This week in 1957: Zero-energy nuclear reactor goes critical

With America’s USS Nautilus already three years old and the Russian navy just a year away from launching its own nuclear-attack submarine, The Engineer reported on the effort to bring UK technology up to speed.

With the world’s first nuclear submarine — America’s USS Nautilus — already three years old and the Russian navy just a year away from launching its own nuclear-attack submarine, The Engineer reported on the effort to bring UK technology up to speed.

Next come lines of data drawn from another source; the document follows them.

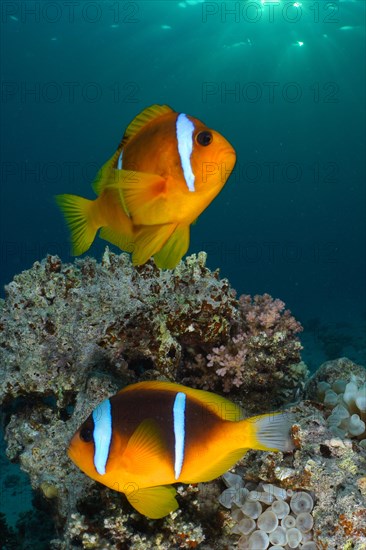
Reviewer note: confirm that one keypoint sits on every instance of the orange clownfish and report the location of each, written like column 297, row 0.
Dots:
column 167, row 169
column 153, row 434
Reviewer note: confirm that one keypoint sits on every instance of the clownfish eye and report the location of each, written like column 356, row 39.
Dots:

Neptune, a zero-energy nuclear reactor built at the UK Atomic Energy Research Establishment, Harwell, went critical for the first time on 7 November,’ reported the magazine. ‘Neptune will be used to study in detail the behaviour of neutrons in water-modelled core designs, with specific reference to a pressurised water reactor for submarine propulsion. The reactor will be used to check the design calculations for the land-based prototype submarine reactor, for which civil engineering work has begun at the authority’s establishment at Dounreay.’

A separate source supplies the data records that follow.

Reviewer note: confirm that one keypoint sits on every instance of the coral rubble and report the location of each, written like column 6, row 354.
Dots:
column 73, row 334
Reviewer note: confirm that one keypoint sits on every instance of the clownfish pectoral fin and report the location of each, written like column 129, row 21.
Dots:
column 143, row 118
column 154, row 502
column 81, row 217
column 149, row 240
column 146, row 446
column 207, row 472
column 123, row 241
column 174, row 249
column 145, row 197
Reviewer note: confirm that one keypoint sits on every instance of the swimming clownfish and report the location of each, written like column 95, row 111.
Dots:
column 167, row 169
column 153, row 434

The Engineer added: ‘In Neptune, enriched uranium is the fuel and ordinary water is the moderator; no special cooling is required since only a few watts of heat will be generated. The reactor has been designed to allow the rapid assembly of many different kinds of cores. Its core is formed by assembling boxes of fuel-element plates inside a large, heavily shielded aluminium tank containing the water moderator. The water in the tank can be adjusted precisely to any required level and the water level is used as one means of regulating the reactor.’

The UK’s first nuclear-powered submarine was the HMS Dreadnought (S101), which used a reactor developed by Westinghouse in the US. The first all-British nuclear submarine, the Valiant, entered service in 1966. It was built in Barrow by Vickers Armstrong and fitted with a Rolls-Royce pressurised water reactor, developed off the back of the Neptune research.